If anything should be done with respect to the $arr(index) notation, it should rather be to create alternatives than to make it more powerful, because
   set Arr($index) $newval

has a problem with respect to shimmering of $index (it has to first be embedded into a string, and then parsed out of that string). One could easily extend the above scheme so that
   set [list array Arr $index] $newval

provides such an alternative, if desired.

PWQ 11 May 04, Thanks Lars H for those comments. I don't believe I am confused about vars and objects. Lars H: You do propose "set" and "get" entries in the Tcl_Obj structure, despite "set" being something that modifies a variable. pwq: see followup And objects do have types, it's the first field of the Tcl_Obj structure! Lars H: That is a private implementation detail, which it is a bug to expose at the script level. The language would be a lot more fragile with public types than it currently is.

The premiss for the above all stems from the fact that $ is supposed to be conceptually the same as set, however that connection appears to have long since been lost.

In closing, TCL programmers don't care how variables or objs are stored or accessed internally, they are only concerned in using TCL commands to perfrom some processing. The extension of the $ notation is one way of getting that processing done with less typing. When tcl introduced the $ notation, it did not have extended data types such as dicts and structs (or possibly even arrays), so its time to bring the $ notation up to speed with the rest of the core.

pwq Followup 12 May 04:

Lars H, asked the question, "do set/get operate on TclObj structure or variables?

The answer to this is that set/get operate on variables. The subtle difference would be as follows:
  Case 1
      set var [get x]

The above is the same as now:
        set var $x

  Case 2
     set var [get x subpart] ;# aka set var $x(subpart)

In the above case, set has to dereference x and then call the accessor function for the object type of x , and then assign the returned Tcl_Obj to var.

In C Pseudo Code with errors and definitions omitted.
 set var(0) $x
   SetObjCmd(dummy, interp, objc, objv) {
        varPtr = TclObjLookupVar(interp, part1Ptr, part2, flags,
            /*createPart1*/ 0, /*createPart2*/ 0, objc[1]);
                /* LookupVar now only needs to deal with scalars */
        if { $part2 == NULL } {
                varPtr->objPtr = objc[2];
                Tcl_ReturnObj(varPtr->objPtr)
        } else 
                varPtr->objPtr->typPtr->setProc(part1Ptr->objPtr,part2,objc[2]);
                Tcl_ReturnObj(varPtr->objPtr->typePtr->getProc(varPtr->objPtr,part2))
        }
   }

I am not sure what problem Lars H has with the above. All we have actually done is move the call to a hash lookup from within the LookupVar function to, the ObjType structure (assuming that we now have a array type of object).

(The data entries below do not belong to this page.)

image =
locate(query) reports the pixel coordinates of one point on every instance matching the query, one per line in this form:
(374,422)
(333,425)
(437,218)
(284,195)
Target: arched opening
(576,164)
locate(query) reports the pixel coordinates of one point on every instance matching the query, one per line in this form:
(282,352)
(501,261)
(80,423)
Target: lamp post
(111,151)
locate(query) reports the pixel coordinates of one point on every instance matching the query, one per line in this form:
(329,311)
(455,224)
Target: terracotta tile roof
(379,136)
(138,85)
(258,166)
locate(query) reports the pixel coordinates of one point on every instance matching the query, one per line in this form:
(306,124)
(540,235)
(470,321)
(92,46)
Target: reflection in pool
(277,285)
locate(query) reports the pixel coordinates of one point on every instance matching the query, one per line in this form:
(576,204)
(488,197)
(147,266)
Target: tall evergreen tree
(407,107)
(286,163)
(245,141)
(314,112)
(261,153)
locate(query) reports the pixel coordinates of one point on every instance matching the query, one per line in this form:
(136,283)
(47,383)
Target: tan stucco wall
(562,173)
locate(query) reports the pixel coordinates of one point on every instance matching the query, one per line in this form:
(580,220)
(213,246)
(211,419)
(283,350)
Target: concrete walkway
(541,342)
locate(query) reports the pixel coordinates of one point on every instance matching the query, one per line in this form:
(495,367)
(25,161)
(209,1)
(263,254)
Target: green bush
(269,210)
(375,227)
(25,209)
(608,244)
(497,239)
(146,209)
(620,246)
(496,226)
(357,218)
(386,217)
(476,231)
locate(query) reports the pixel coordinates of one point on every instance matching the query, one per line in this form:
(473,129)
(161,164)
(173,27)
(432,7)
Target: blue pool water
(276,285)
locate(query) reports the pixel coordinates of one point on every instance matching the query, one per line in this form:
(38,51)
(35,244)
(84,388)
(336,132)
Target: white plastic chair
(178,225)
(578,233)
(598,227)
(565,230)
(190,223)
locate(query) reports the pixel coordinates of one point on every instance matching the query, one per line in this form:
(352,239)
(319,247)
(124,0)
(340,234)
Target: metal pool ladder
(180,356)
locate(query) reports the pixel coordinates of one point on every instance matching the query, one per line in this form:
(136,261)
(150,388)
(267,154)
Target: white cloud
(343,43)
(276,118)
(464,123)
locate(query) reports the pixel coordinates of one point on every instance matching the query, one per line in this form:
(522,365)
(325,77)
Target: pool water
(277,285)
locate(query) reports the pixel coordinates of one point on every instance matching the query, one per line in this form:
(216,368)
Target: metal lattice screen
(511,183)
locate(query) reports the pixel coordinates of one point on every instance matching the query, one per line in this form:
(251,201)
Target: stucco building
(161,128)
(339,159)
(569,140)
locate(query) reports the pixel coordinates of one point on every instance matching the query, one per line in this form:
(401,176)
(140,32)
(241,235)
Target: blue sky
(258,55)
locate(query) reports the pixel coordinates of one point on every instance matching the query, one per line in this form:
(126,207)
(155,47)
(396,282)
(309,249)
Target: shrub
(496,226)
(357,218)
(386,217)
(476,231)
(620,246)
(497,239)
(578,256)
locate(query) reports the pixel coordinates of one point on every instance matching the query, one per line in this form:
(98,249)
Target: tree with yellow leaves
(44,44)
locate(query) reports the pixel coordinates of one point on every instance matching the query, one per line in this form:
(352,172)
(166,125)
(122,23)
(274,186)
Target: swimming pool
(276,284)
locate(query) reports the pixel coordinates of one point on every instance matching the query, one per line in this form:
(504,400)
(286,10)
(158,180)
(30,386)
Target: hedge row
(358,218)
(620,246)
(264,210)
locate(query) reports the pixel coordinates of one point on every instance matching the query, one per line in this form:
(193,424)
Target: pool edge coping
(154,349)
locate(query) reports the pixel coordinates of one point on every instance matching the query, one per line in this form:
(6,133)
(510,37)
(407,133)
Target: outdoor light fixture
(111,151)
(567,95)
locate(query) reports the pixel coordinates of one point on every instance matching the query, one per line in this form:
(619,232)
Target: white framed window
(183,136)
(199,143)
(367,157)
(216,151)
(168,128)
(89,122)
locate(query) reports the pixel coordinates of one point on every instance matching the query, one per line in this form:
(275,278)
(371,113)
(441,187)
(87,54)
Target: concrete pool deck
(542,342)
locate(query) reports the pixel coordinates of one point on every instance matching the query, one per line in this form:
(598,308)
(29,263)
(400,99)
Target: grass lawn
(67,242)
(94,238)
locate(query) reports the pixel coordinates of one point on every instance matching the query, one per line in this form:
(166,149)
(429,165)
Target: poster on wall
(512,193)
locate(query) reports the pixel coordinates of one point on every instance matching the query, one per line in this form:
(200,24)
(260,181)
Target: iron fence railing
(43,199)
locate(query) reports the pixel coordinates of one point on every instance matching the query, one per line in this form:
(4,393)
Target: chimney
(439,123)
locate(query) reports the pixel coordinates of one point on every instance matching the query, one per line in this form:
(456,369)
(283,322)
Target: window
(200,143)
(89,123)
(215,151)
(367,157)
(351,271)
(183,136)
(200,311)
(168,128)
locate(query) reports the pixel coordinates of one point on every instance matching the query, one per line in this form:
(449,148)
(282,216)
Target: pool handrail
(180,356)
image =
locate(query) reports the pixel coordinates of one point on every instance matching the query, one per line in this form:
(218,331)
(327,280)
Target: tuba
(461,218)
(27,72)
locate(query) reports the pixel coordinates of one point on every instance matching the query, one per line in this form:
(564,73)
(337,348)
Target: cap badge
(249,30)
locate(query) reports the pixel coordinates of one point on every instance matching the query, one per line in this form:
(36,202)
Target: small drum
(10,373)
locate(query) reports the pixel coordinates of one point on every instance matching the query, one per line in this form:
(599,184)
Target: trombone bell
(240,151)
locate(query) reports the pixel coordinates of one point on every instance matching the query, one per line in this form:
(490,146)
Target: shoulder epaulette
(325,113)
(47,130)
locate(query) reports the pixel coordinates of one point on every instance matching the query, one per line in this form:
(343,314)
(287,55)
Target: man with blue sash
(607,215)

Another consideration, since we do have variables and TclObj and this creates issues when looking at changes like those mentioned above, I propose instead that variables would be implemented as just another Tcl_ObjType so that we can always access the variable info if needed without having to pass a varname to set/get. Insead we would pass a Tcl_Obj that was a variable type, set /get would do the necessary double indirect dereference to return the objPtr.

Again I do not see anything controversial, or magical about my proposal.

Lars H, 12 May 2004: You appear familiar with the details of Tcl:the-C-library, but not so familiar with Tcl:the-language. Nothing magic about your proposal? It could probably be implemented, but there are likely to be some ugly corner cases. Nothing controversial about your proposal? Read what I wrote was the big problem with it. It does throw away everything is a string! You can't get more controversial than that!